La diferencia es determinante. Si la función dentro de la empresa es ad honorem, el análisis sobre una eventual incompatibilidad cambia sustancialmente. Si existe una segunda remuneración, el Ejecutivo debería explicar qué evaluación jurídica se realizó antes de designarlo, bajo qué criterio se consideró compatible la acumulación y qué organismo intervino para autorizar la coexistencia de ambas funciones.
El crecimiento de Outeda dentro de la gestión puede seguirse a través de actos concretos: ingresó al gabinete con una remuneración equivalente a subsecretario, semanas después fue formalizado al frente de Información Pública, durante su gestión esa dependencia intervino en contrataciones directas por casi $747 millones y, dos años más tarde, fue incorporado al primer directorio de EPECh.

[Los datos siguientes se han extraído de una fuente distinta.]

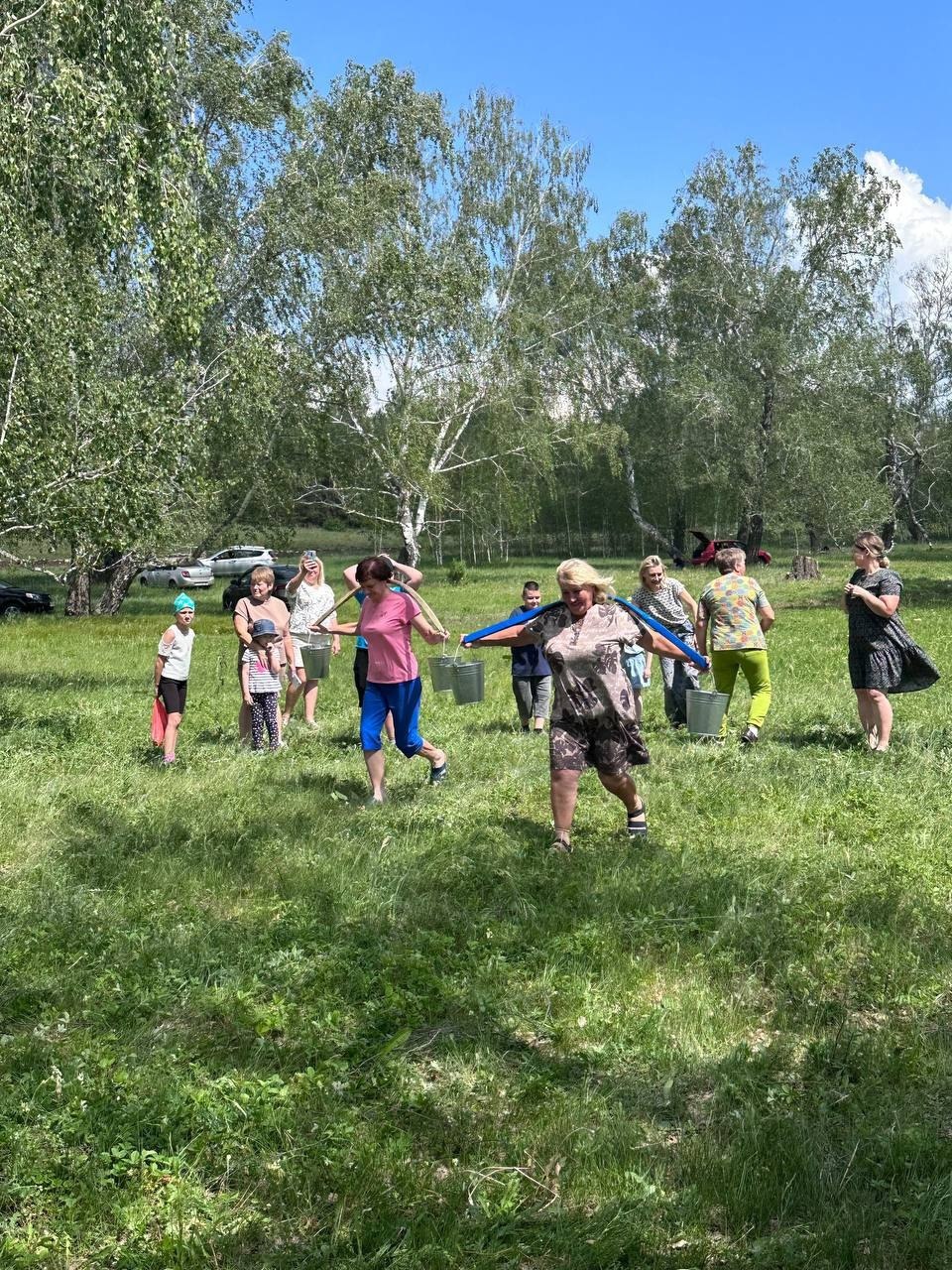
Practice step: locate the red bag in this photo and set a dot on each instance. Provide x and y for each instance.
(160, 716)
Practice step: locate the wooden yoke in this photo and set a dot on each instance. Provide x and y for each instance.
(425, 608)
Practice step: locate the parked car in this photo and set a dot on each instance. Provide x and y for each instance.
(234, 561)
(707, 549)
(191, 572)
(16, 601)
(241, 587)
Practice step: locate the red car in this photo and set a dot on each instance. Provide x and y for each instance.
(707, 548)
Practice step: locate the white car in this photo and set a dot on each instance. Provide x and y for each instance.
(232, 561)
(181, 576)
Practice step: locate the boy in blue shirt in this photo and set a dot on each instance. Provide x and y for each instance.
(532, 675)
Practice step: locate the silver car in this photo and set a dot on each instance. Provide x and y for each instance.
(231, 562)
(191, 572)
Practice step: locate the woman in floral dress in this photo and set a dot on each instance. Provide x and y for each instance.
(593, 720)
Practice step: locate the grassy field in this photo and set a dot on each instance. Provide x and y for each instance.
(245, 1023)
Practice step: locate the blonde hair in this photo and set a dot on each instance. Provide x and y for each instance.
(579, 572)
(652, 563)
(874, 544)
(317, 567)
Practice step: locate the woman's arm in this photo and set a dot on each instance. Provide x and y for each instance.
(654, 643)
(289, 654)
(884, 606)
(407, 572)
(420, 625)
(688, 602)
(243, 627)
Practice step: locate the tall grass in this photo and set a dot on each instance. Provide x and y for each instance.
(246, 1023)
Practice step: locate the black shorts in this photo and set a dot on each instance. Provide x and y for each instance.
(172, 693)
(361, 662)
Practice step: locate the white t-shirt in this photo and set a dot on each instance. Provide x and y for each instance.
(177, 653)
(309, 603)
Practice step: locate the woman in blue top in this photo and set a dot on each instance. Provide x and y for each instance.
(413, 578)
(532, 675)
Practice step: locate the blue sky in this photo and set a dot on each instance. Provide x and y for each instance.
(653, 87)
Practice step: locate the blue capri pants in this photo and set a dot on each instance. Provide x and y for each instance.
(403, 699)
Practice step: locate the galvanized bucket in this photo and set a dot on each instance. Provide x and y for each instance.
(442, 674)
(706, 711)
(467, 683)
(316, 661)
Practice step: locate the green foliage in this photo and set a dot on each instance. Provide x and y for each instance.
(244, 1021)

A esa acumulación de responsabilidades se suma el lugar que ocupa frente a los medios, un terreno que conoce desde mucho antes de convertirse en funcionario y en el que hoy actúa desde el otro lado. Saber cuánto cobra por cada función, qué participación concreta tiene en las decisiones del directorio de EPECh y cuáles son los criterios utilizados desde Información Pública para distribuir y contratar comunicación oficial son datos que el Gobierno puede precisar con documentación administrativa. Hasta ahora, parte de esa información sigue sin estar públicamente disponible.
Antes del Gobierno, también buscó tener una licencia de FM
La relación de Ramiro Daniel Outeda con el mundo de la comunicación no se limitó a su trabajo como periodista, conductor y responsable de distintos espacios en medios. En 2021 su nombre apareció también en documentación oficial del Ente Nacional de Comunicaciones, dentro de un concurso público simplificado para la adjudicación de una licencia de frecuencia modulada en Trelew.
El expediente EX-2019-99874309-APN-DNSA#ENACOM registró a Outeda como oferente para la instalación y explotación de un servicio de comunicación audiovisual por modulación de frecuencia. Finalmente, el organismo nacional resolvió rechazar la propuesta presentada. El antecedente permite sumar otro elemento a su trayectoria previa al ingreso al Gobierno provincial: además de desempeñarse profesionalmente en radio y televisión, había intentado avanzar formalmente sobre la explotación de una emisora propia dentro del sistema regulado de medios.
Un antecedente de 2009 en una polémica por subsidios del IPV
El nombre de Outeda también había aparecido varios años antes en una controversia política vinculada con subsidios otorgados por el Instituto Provincial de la Vivienda. En septiembre de 2009, la entonces diputada radical Marta Raso cuestionó públicamente el mecanismo utilizado para distribuir determinados beneficios y anunció que el bloque llevaría el tema ante la Fiscalía Anticorrupción.
Dentro de la nómina difundida en aquella oportunidad figuraba “OUTEDA, Ramiro Daniel”. La denuncia política apuntaba de manera general a la existencia de subsidios concedidos a empleados, funcionarios y personas vinculadas con estructuras estatales, aunque la inclusión de un nombre en aquel listado no permite atribuir por sí sola ninguna conducta irregular individual.